Sunday, September 16, 2007

Lovers of Delfhaven

Delfhaven

In a neighbouring suburb there used to be a coffee shop, a quaint place with huge windows and creaking wooden floors. A friend and I used to meet there occasionally to catch up and share news. Across the road is a jumbly old house filled with memories and ghosts. I recall sitting in the coffee shop waiting for Jane to turn up. I had my notebook out, as writers often do… It was then that I felt a presence. A woman, watching me, assessing me. I tuned in, susceptible as I am to these beings who’ve gone without going. She had a story to tell and as I listened and waited this is what flowed from my pen…


Daffodil yellow window frames, with matching awnings billowing on the wind. A yellow tin roof. Sash windows and potted geraniums and marigolds behind a bleached white picket fence. A house with a story to tell…
Fairy cakes on a refectory table. Autumnal chrysanthemums in a red enamel jug. Scrubbed wooden floor and tall airy windows. Illumination from a gleaming brass chandelier.

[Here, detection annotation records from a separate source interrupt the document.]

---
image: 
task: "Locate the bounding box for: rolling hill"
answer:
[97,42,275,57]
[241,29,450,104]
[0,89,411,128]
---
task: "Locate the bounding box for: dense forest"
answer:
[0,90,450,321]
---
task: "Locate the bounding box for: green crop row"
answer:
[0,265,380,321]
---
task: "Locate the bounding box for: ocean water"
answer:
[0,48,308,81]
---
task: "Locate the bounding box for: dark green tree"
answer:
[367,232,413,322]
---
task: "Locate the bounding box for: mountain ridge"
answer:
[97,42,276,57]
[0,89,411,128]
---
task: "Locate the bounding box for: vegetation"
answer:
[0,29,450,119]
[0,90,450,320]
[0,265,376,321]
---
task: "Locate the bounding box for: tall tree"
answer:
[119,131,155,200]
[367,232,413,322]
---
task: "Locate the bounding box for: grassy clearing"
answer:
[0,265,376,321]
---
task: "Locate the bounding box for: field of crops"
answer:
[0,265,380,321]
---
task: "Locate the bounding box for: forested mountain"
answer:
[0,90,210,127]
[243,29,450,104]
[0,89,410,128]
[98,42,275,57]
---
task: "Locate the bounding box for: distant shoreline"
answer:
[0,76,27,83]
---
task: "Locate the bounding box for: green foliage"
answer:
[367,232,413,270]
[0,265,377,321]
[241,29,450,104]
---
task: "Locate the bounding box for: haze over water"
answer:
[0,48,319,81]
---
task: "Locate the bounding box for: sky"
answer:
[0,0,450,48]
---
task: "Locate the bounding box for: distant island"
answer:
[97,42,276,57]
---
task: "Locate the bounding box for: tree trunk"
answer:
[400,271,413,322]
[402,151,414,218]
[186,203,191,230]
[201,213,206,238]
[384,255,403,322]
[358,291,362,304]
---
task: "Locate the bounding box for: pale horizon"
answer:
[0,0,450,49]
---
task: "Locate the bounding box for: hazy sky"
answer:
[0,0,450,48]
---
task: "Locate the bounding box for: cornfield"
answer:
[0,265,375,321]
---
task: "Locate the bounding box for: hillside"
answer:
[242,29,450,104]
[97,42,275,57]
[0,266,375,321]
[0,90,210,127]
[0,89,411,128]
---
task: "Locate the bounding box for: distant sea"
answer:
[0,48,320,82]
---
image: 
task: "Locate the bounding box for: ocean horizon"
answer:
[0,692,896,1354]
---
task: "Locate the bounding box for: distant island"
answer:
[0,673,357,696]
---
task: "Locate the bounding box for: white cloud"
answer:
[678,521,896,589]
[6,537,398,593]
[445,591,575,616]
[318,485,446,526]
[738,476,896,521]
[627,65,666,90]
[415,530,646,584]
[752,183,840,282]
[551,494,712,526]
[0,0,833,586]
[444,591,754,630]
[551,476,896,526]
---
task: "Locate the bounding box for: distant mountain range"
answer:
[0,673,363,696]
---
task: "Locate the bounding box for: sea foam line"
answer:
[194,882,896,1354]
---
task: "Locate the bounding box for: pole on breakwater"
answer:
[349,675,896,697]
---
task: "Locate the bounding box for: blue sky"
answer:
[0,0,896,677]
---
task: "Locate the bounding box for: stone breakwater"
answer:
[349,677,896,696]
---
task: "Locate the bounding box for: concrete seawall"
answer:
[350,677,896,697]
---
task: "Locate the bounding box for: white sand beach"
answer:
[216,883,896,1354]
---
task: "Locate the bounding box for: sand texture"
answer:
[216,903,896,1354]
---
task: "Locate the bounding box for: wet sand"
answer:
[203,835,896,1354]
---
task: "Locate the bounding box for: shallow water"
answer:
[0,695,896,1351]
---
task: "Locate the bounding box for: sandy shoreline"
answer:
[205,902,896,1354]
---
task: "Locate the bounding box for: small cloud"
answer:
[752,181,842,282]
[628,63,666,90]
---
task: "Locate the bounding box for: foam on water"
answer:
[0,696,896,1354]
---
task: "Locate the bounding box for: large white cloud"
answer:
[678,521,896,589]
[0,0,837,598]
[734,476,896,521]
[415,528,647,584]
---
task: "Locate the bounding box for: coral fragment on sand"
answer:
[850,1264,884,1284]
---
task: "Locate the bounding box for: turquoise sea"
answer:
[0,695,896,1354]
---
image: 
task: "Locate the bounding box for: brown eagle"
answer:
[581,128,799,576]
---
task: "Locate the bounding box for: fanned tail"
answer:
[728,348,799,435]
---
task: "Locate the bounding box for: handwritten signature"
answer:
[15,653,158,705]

A coffee shop now. Called Gryphons – with a story to tell…
There’s a ghost, I can feel her presence and her memories, drifting, watching, whispering with the breeze.
Smells of coffee linger on the air.
Empty soda bottles with violet blue statice stuffed in their necks.
I hear a rustle of old lace and a giggle – girlish yet cracked. She is amused, curious, shy and yet… She too has a story to tell.
He lived in the house opposite behind the daffodil yellow window frames. She is a ghost now, he was a ghost then but she loved him, even through his moods when the pots would fly and the shutters bang as he declared his frustration at being no longer fully alive.
The house with the yellow windows – Delfhaven…
The curtain in the upstairs room trembles, now as it did then. I think I see a pale hand, just as she thought she did.
Yes, I hear her whisper through the clatter of teacups.
“I did. I saw him watching me, felt his eyes upon me…”
The floorboard creaks. She knows I am here, am listening, like she listened to him. She edges closer, stepping through the waitress, who unseeing, moves on.
“We were lovers,” she whispers and across the road, I sense him sigh.


I never finished writing the story – never really started it – there were other things that came along, as there always are. But last week I drove past the house and as I waited in the traffic to make the crossing into the side road, I felt them again. Both of them, him and her, still waiting for their story to be told. They know I’m out here, I know they’re in there. The coffee shop has closed but I shall have to find a place sit nearby so I can listen to their story… For it seems to me they want it told to the world. But in the meanwhile the gryphons watch over them.